With deficits mounting and public debt skyrocketing, driven in part by inflation and public support for French purchasing power, the 44-year-old president says raising the the retirement age and the decline in unemployment are the only means for the State to increase its income without raising taxes.
Mobilization on the left
His government approved pay rises for civil servants and teachers and introduced one of the most generous anti-inflation safety nets in Europe, which capped energy prices for households and contained the inflation.
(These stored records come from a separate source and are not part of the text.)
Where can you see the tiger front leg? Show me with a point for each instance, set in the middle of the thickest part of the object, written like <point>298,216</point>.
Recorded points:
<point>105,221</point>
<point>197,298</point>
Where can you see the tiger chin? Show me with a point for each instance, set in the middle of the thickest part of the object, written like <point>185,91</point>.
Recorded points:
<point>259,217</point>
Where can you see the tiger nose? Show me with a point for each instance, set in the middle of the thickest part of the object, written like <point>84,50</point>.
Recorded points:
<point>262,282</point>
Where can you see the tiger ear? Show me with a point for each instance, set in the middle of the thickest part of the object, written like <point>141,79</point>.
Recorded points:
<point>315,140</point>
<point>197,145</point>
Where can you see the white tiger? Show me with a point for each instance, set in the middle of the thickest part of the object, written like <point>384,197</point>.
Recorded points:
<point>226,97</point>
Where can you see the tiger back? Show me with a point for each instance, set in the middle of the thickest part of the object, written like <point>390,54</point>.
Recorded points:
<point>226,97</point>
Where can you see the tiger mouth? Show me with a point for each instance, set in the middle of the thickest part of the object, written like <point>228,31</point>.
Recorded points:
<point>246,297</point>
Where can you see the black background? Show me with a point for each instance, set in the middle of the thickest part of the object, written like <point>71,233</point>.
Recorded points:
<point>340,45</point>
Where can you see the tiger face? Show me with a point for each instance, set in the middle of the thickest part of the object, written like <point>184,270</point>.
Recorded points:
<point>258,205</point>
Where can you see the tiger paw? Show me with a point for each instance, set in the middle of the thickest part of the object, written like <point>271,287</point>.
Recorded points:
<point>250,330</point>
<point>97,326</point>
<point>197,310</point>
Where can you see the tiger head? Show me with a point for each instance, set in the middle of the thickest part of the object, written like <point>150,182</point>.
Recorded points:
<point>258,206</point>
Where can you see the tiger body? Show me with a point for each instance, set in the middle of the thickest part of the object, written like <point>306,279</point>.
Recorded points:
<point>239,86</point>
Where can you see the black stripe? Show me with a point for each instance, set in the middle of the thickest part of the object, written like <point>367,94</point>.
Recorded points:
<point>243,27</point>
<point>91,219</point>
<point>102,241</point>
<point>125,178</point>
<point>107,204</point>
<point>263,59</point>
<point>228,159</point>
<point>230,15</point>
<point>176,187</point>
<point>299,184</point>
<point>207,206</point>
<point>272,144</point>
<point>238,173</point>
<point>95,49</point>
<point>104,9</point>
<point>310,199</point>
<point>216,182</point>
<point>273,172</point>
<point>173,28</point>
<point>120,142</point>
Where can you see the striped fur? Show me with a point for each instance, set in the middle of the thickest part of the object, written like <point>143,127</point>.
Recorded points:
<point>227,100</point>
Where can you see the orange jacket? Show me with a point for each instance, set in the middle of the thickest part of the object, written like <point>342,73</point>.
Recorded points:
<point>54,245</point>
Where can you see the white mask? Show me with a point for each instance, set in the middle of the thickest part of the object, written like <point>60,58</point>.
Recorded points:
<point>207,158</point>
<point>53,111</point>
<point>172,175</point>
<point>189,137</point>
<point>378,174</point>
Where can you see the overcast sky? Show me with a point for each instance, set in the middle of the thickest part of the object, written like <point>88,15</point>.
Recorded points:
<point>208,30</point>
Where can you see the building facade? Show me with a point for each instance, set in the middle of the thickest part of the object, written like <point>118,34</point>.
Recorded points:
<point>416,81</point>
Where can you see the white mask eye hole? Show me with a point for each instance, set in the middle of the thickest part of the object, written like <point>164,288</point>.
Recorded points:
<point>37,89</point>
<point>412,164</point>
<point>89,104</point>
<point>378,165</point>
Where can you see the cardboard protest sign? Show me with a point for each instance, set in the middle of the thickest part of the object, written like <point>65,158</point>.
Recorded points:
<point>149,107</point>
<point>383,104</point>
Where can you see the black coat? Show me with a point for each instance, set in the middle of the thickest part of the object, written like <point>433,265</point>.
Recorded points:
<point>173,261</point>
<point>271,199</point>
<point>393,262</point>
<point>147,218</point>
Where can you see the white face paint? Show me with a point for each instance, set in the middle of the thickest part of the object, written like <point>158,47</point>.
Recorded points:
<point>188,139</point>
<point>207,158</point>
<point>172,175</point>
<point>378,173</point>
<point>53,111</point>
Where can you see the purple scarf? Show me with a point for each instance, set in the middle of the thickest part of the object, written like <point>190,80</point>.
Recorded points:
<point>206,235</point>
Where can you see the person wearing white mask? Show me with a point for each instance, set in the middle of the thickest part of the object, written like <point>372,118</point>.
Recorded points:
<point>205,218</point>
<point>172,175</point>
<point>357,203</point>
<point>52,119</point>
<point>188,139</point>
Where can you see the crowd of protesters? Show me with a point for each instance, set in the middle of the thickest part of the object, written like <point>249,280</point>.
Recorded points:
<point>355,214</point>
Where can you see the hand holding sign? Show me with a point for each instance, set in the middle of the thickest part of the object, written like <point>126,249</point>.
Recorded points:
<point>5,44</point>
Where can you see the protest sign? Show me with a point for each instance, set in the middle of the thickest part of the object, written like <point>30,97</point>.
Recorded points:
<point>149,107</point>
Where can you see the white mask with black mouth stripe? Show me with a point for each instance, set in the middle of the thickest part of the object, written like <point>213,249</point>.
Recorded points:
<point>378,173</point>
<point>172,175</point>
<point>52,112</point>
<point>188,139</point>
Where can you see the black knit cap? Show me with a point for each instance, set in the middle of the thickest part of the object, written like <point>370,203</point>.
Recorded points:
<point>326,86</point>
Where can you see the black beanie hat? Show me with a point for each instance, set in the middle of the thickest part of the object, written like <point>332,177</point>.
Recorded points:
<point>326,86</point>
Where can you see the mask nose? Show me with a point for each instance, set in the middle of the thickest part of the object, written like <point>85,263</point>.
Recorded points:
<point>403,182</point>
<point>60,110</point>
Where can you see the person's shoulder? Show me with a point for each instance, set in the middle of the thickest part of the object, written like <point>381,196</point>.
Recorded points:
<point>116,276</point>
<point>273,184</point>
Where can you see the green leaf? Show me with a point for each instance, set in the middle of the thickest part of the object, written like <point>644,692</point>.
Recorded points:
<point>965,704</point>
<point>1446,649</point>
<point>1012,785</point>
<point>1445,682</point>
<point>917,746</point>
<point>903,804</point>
But his insistence on raising the retirement age is met with rejection from unions and the left-wing opposition and remains largely unpopular in the country.
“All unions in France are against working until 64 or 65,” said Philippe Martinez, general secretary of the CGT, France’s second-largest union, on Thursday. As for participating in the consultations planned by the executive from next week, “if it is to tell us that we are discussing the extension of the retirement age, we will not go long”, a-t-t he warned.
The mobilization Thursday will be done on the other hand without the CFDT, the first union in France, which had made it known at the beginning of September that it would not participate. “It is company by company, branch by branch that we must act”, declared its secretary general, Laurent Berger.
Disturbances are expected in the train, especially in the Paris region, but not in the Paris metro. In the capital, the procession will leave at 2 p.m. (12 p.m. GMT). Among the participants, union representatives but also elected officials, the left-wing parties members of Nupes having given their support to this day of mobilization.
The latter plan to organize on October 16 a “big march against the high cost of living and climate inaction”, without the support, for a time envisaged, of the CGT.